Con Boxer, el barquero de Kanopi House, un ex campeón de peso pesado, exploro la laguna escondida debajo del hotel con sus islotes de color esmeralda. Al día siguiente serpenteo por los rápidos del río Grande, donde cada curva presenta una nueva instantánea: enredaderas que se entrelazan con las flores, aldeanos pescando salmonetes de río, montañas que se elevan desde las orillas. Me zambullo en el agua fresca. Mientras nado observo a una mujer cocinando junto a la orilla, junto a mesas y bancos a la sombra. Más tarde me entero de que su nombre es Belinda y que, cada día, peregrina desde su casa en la montaña con ollas de guiso de pollo jerk para dar de comer a los hambrientos balseros.

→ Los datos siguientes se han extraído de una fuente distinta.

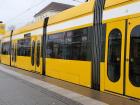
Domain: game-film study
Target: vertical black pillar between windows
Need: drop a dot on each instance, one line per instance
(96, 42)
(44, 45)
(10, 48)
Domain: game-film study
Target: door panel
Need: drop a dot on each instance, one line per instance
(114, 61)
(36, 55)
(133, 59)
(13, 54)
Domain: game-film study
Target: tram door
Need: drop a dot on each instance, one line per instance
(133, 59)
(36, 55)
(114, 61)
(13, 53)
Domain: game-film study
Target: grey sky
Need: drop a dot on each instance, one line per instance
(20, 12)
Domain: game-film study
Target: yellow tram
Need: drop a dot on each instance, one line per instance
(65, 47)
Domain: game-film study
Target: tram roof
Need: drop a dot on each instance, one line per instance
(73, 12)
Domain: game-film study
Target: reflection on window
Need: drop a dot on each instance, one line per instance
(6, 48)
(134, 66)
(24, 47)
(72, 45)
(38, 54)
(114, 55)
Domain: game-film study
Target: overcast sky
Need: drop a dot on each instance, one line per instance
(20, 12)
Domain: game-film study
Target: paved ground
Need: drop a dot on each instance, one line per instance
(19, 89)
(15, 91)
(87, 96)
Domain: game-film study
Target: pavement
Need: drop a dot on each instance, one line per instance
(20, 89)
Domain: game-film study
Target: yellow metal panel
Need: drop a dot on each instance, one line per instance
(115, 2)
(116, 87)
(2, 29)
(102, 76)
(5, 59)
(24, 63)
(78, 72)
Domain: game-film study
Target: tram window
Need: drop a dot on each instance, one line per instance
(38, 54)
(24, 47)
(103, 43)
(114, 55)
(6, 48)
(72, 45)
(134, 72)
(27, 45)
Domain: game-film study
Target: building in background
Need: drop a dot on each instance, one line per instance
(2, 28)
(50, 10)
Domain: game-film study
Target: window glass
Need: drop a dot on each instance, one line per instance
(38, 54)
(6, 48)
(114, 55)
(71, 45)
(24, 47)
(33, 53)
(134, 66)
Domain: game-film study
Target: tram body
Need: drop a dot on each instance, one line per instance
(69, 47)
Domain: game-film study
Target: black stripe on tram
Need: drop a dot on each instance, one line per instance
(10, 48)
(44, 44)
(96, 42)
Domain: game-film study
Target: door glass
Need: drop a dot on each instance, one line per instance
(12, 52)
(134, 66)
(114, 55)
(38, 54)
(33, 51)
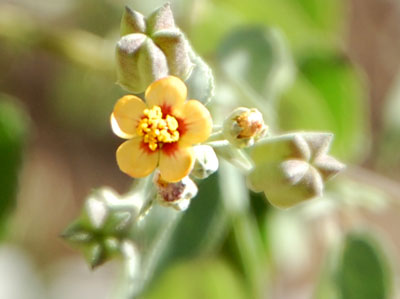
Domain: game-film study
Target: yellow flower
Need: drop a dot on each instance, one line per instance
(161, 131)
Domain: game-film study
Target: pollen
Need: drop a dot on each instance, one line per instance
(156, 129)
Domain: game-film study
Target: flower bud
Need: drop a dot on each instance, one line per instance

Son personajes como Belinda y Boxer, más allá de la belleza de esta región, lo que hizo que Andrew Chapman, copropietario del restaurante Red Rooster de Harlem, Nueva York, decidiera comprar las tres hectáreas y media de Tiamo, el antiguo hogar de la princesa Nina Aga Khan. “Ni siquiera estaba interesado en comprar una segunda residencia, así que mucho menos un hotel”, asegura. Pero ahora está en fase de convertirlo en un resort holístico con un spa de lujo y diez villas, varias piscinas y un restaurante con vistas al Caribe. “Llegas aquí y te enamoras de la gente y del entorno y así, sin darte cuenta, ya no te puedes marchar”.